Préparer son dossier et négocier
Une préparation soignée fait souvent la différence : chiffrez précisément votre projet, anticipez les questions sur la mensualité et mettez en avant les atouts (CDI, apport, gestion d’épargne régulière).
Conseils pratiques
- Rassemblez les documents essentiels : bulletins de salaire, avis d’imposition, relevés bancaires et compromis de vente.
- Comparez plusieurs offres et utilisez-les comme levier : un rendez‑vous bien préparé permet de négocier une baisse de marge commerciale.
- Pensez aux garanties alternatives (hypothèque, cautionnement) et à l’assurance emprunteur : parfois la renégociation de cette assurance offre un gain significatif.
- Envisagez un courtier : il connaît les grilles régionales et peut accélérer l’examen du dossier.

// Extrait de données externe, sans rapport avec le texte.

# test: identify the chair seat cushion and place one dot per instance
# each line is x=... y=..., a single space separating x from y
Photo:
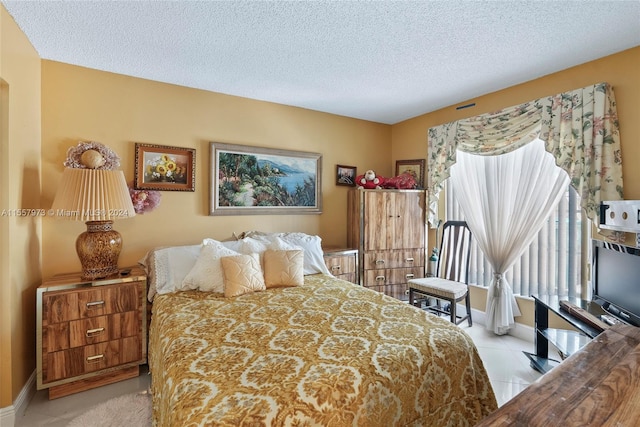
x=439 y=287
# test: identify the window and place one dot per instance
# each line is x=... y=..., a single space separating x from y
x=552 y=264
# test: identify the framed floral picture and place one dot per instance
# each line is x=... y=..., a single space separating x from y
x=415 y=167
x=346 y=175
x=161 y=167
x=248 y=180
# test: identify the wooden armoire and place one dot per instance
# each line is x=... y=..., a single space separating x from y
x=389 y=229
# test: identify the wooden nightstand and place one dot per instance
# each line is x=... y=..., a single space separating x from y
x=90 y=333
x=342 y=263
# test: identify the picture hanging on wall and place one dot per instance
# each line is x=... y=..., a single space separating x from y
x=248 y=180
x=161 y=167
x=346 y=175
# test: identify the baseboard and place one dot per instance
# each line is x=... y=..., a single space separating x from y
x=8 y=414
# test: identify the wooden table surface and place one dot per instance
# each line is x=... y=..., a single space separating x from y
x=597 y=386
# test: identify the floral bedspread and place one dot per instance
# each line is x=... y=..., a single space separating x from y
x=328 y=353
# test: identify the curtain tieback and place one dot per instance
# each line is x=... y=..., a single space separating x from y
x=497 y=278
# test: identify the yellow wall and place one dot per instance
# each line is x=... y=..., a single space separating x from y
x=19 y=188
x=622 y=71
x=84 y=104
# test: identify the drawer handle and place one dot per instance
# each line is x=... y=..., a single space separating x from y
x=95 y=359
x=94 y=332
x=94 y=304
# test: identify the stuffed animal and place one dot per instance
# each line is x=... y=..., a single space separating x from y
x=370 y=180
x=404 y=181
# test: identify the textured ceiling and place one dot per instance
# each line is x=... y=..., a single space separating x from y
x=383 y=61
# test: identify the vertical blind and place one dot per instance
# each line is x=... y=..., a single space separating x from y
x=551 y=265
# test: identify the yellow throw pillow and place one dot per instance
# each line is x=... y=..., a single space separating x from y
x=242 y=275
x=283 y=268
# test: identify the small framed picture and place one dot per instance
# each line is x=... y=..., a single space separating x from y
x=346 y=175
x=415 y=167
x=161 y=167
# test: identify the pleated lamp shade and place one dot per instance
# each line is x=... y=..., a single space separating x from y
x=93 y=195
x=97 y=197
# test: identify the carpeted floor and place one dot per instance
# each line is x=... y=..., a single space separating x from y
x=131 y=410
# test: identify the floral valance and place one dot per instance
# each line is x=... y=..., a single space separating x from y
x=579 y=128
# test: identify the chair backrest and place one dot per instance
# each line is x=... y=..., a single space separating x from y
x=455 y=251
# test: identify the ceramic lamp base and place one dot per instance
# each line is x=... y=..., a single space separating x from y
x=98 y=249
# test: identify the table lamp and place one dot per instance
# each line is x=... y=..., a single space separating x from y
x=96 y=196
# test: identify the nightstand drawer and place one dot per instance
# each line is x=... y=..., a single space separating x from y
x=61 y=336
x=392 y=276
x=82 y=360
x=394 y=259
x=62 y=306
x=90 y=333
x=340 y=264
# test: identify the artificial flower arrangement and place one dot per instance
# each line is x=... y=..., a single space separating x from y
x=94 y=155
x=164 y=168
x=144 y=200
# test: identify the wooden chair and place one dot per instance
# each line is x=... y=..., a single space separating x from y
x=451 y=280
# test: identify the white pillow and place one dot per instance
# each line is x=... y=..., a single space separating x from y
x=313 y=254
x=206 y=275
x=312 y=246
x=167 y=267
x=242 y=275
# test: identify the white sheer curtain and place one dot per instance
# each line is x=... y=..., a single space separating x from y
x=506 y=200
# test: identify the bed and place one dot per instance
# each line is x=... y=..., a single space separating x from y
x=315 y=351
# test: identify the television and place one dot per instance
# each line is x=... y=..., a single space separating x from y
x=615 y=280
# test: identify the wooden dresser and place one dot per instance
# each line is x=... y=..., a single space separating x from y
x=389 y=229
x=597 y=386
x=90 y=333
x=342 y=263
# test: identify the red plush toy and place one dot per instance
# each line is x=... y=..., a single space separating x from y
x=404 y=181
x=370 y=180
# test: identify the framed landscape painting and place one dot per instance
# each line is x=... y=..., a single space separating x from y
x=248 y=180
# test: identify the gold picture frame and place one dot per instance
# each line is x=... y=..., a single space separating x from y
x=248 y=180
x=164 y=168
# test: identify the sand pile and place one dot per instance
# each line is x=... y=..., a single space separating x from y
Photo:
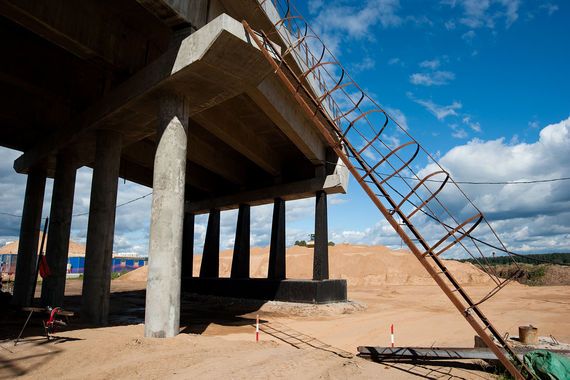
x=359 y=265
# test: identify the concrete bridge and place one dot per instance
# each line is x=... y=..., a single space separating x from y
x=173 y=95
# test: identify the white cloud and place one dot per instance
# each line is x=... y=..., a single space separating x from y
x=498 y=161
x=394 y=61
x=458 y=132
x=436 y=78
x=449 y=25
x=430 y=64
x=533 y=124
x=439 y=111
x=366 y=64
x=528 y=217
x=399 y=116
x=469 y=35
x=473 y=125
x=550 y=8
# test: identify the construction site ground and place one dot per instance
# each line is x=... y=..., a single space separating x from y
x=297 y=341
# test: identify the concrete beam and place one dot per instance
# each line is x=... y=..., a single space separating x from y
x=29 y=238
x=281 y=107
x=331 y=184
x=92 y=30
x=208 y=67
x=188 y=245
x=228 y=127
x=57 y=247
x=216 y=157
x=101 y=229
x=178 y=13
x=277 y=270
x=210 y=266
x=321 y=251
x=162 y=312
x=240 y=260
x=138 y=160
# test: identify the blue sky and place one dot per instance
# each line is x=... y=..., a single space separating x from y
x=483 y=85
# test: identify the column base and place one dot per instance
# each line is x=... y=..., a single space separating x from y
x=302 y=291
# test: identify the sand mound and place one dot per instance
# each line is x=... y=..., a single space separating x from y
x=359 y=265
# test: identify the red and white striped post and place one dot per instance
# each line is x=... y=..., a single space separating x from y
x=257 y=328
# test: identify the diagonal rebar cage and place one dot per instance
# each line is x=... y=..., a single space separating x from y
x=416 y=195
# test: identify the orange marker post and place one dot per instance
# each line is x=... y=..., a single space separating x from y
x=257 y=328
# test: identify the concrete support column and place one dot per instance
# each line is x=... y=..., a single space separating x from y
x=240 y=261
x=188 y=245
x=321 y=255
x=277 y=270
x=57 y=247
x=29 y=237
x=210 y=267
x=162 y=312
x=101 y=228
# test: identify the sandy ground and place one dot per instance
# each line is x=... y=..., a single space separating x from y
x=218 y=340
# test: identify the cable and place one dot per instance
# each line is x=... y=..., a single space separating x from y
x=119 y=205
x=87 y=213
x=8 y=214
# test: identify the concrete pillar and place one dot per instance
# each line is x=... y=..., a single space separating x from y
x=188 y=245
x=321 y=255
x=162 y=312
x=240 y=261
x=210 y=267
x=101 y=228
x=57 y=247
x=277 y=270
x=29 y=237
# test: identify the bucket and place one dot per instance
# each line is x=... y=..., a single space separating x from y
x=528 y=334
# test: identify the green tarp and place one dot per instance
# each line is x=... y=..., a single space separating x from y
x=548 y=365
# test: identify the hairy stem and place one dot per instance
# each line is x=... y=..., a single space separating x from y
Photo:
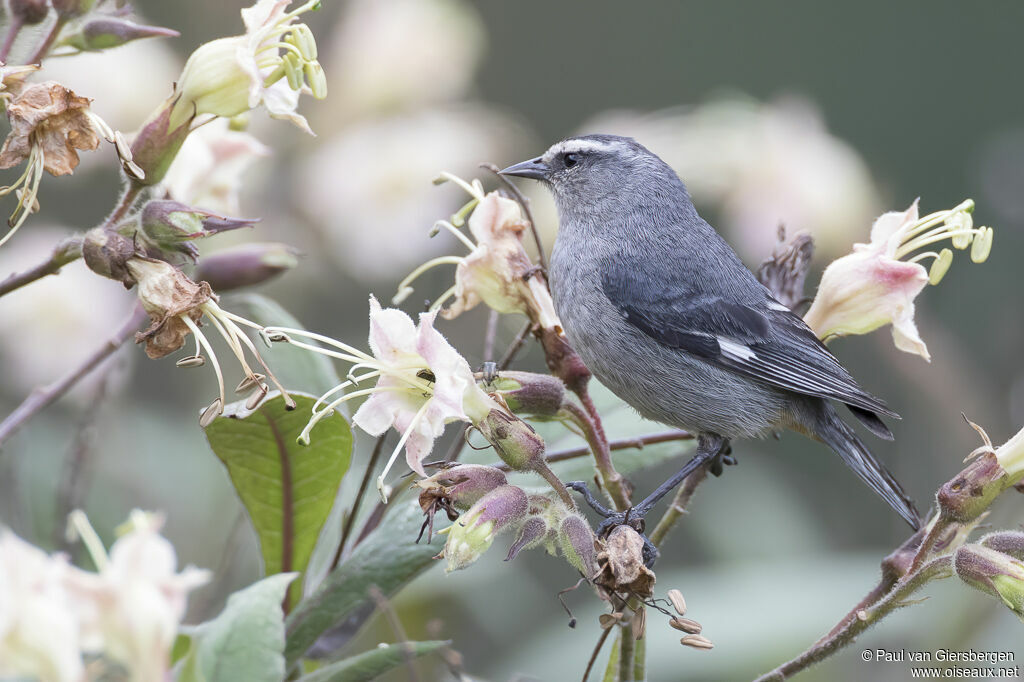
x=865 y=617
x=346 y=529
x=679 y=505
x=44 y=47
x=611 y=480
x=45 y=395
x=622 y=443
x=13 y=29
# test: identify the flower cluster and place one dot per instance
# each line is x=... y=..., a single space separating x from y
x=51 y=612
x=877 y=284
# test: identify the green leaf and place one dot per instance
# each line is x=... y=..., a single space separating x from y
x=296 y=369
x=287 y=488
x=245 y=642
x=369 y=665
x=388 y=558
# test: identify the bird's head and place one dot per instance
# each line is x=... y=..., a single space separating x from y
x=593 y=169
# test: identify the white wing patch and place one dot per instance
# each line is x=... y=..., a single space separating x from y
x=734 y=349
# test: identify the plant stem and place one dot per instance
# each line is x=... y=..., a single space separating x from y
x=622 y=443
x=43 y=396
x=934 y=569
x=12 y=30
x=65 y=252
x=594 y=433
x=679 y=505
x=626 y=653
x=51 y=35
x=346 y=529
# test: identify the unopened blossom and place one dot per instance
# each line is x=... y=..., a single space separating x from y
x=207 y=171
x=39 y=633
x=472 y=534
x=177 y=306
x=878 y=283
x=131 y=608
x=270 y=65
x=422 y=383
x=497 y=271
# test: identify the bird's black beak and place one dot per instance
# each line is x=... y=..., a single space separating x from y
x=535 y=169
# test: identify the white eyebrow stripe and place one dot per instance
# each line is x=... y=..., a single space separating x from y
x=579 y=145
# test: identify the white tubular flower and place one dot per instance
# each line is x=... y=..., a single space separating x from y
x=131 y=609
x=497 y=271
x=877 y=284
x=39 y=634
x=422 y=383
x=207 y=171
x=177 y=305
x=270 y=65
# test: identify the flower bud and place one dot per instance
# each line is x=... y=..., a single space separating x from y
x=30 y=11
x=246 y=265
x=530 y=393
x=472 y=535
x=171 y=225
x=462 y=484
x=1008 y=542
x=973 y=489
x=73 y=7
x=105 y=252
x=577 y=541
x=105 y=32
x=159 y=140
x=993 y=572
x=514 y=440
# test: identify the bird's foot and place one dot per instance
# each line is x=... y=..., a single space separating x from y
x=633 y=517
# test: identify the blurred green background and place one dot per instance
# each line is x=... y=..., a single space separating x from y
x=816 y=115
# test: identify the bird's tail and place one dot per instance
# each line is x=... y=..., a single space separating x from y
x=837 y=434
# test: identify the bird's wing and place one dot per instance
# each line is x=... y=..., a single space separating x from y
x=758 y=337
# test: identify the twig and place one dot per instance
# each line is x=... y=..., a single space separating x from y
x=356 y=503
x=43 y=396
x=679 y=505
x=399 y=632
x=12 y=30
x=623 y=443
x=489 y=332
x=934 y=569
x=514 y=347
x=47 y=42
x=70 y=492
x=595 y=652
x=524 y=203
x=65 y=252
x=627 y=648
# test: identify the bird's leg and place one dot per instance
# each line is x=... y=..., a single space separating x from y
x=710 y=448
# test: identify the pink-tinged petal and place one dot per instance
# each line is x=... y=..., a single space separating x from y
x=281 y=102
x=392 y=333
x=496 y=218
x=887 y=232
x=262 y=13
x=862 y=292
x=905 y=334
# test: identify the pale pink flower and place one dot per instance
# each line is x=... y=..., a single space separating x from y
x=39 y=634
x=270 y=65
x=875 y=286
x=422 y=382
x=131 y=609
x=498 y=270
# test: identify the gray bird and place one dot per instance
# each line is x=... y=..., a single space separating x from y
x=664 y=313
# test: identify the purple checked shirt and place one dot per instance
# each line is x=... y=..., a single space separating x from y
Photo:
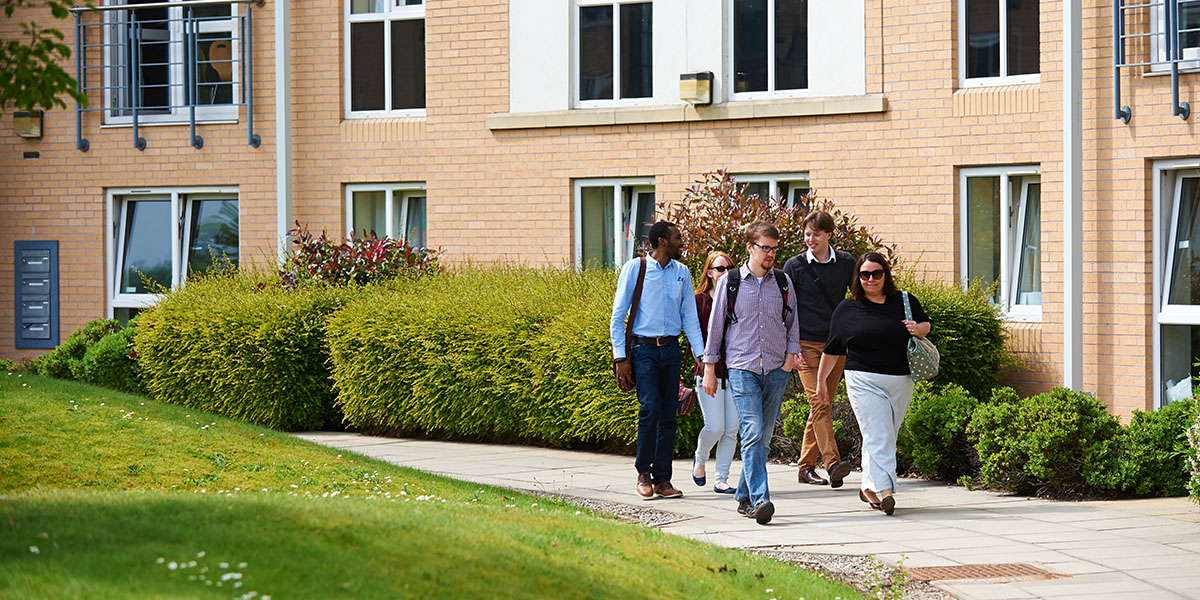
x=760 y=340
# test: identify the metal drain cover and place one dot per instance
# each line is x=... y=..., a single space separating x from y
x=983 y=571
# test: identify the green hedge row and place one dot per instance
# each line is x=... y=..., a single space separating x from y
x=243 y=347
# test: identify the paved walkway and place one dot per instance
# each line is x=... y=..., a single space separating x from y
x=1109 y=550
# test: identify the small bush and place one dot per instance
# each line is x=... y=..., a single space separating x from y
x=66 y=360
x=1153 y=451
x=112 y=363
x=934 y=437
x=1059 y=443
x=244 y=347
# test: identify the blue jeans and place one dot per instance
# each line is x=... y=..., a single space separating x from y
x=657 y=372
x=757 y=397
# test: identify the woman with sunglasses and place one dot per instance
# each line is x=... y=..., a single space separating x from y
x=871 y=331
x=720 y=414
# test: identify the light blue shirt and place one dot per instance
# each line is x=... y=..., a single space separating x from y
x=666 y=307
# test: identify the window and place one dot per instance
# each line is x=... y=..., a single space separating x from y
x=385 y=58
x=1177 y=279
x=1002 y=235
x=999 y=42
x=789 y=187
x=761 y=66
x=162 y=60
x=389 y=210
x=161 y=237
x=615 y=51
x=612 y=219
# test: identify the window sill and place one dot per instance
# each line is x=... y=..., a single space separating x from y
x=685 y=113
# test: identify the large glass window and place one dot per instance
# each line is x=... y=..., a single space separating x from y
x=1002 y=235
x=165 y=237
x=999 y=41
x=771 y=46
x=388 y=210
x=615 y=51
x=612 y=219
x=385 y=58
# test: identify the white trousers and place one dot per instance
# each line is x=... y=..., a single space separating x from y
x=880 y=403
x=720 y=427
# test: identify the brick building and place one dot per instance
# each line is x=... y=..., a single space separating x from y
x=541 y=131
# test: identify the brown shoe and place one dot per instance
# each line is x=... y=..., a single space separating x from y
x=645 y=487
x=838 y=472
x=810 y=477
x=666 y=490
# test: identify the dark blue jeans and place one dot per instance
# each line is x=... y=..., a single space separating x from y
x=657 y=372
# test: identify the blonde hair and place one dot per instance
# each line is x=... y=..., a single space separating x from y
x=706 y=282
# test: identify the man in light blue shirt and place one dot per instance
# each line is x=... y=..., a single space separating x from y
x=666 y=306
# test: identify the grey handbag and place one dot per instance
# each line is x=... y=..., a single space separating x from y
x=923 y=355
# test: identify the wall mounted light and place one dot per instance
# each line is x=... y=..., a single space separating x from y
x=696 y=88
x=28 y=124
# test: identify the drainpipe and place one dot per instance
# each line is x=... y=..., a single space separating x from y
x=1072 y=197
x=282 y=123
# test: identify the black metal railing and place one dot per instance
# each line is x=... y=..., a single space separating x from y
x=166 y=61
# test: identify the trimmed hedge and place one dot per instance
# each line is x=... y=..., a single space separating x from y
x=508 y=354
x=243 y=347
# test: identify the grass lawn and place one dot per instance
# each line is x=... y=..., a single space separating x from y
x=105 y=495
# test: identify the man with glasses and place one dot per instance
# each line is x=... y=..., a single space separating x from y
x=665 y=306
x=754 y=327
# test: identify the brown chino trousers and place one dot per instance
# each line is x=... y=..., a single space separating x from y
x=819 y=430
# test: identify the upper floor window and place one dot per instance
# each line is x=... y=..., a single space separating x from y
x=999 y=42
x=161 y=60
x=1002 y=235
x=615 y=51
x=612 y=220
x=385 y=58
x=771 y=47
x=389 y=210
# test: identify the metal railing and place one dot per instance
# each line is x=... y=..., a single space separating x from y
x=163 y=63
x=1165 y=43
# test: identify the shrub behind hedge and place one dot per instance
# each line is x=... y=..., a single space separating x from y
x=243 y=347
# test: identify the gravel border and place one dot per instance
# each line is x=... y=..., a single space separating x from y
x=861 y=573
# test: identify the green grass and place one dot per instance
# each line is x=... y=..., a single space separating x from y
x=106 y=495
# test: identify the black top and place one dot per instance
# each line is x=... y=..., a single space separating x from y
x=871 y=335
x=811 y=309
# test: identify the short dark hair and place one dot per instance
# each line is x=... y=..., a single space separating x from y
x=760 y=228
x=856 y=285
x=658 y=231
x=820 y=221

Enfin, restez flexible sur l’échéancier et communiquez clairement sur votre projet. Même dans un contexte de taux en hausse, un dossier rassurant et bien positionné obtient souvent une réponse favorable.
FAQ
- Les banques prêtent-elles encore alors que les taux montent ?
-
Oui. Même si les conditions de refinancement se durcissent, les établissements continuent de proposer des crédits ; l’enjeu est d’ajuster la marge et la durée.
- Quel apport présenter pour améliorer ses chances ?
-
Il n’y a pas de seuil unique, mais un apport couvrant au moins les frais de notaire et 10 % du prix rassure fortement les banques et facilite la négociation.
- La hausse de l’OAT impacte‑t‑elle directement mon taux ?
-
L’OAT sert de référence pour le coût de refinancement : quand il remonte, il devient plus difficile pour les banques de proposer des taux bas, d’où des barèmes en légère hausse.
- Faut‑il passer par un courtier ?
-
Un courtier peut faire gagner du temps et trouver des offres régionales compétitives ; il est utile si votre dossier est complexe ou si vous n’avez pas le temps de comparer.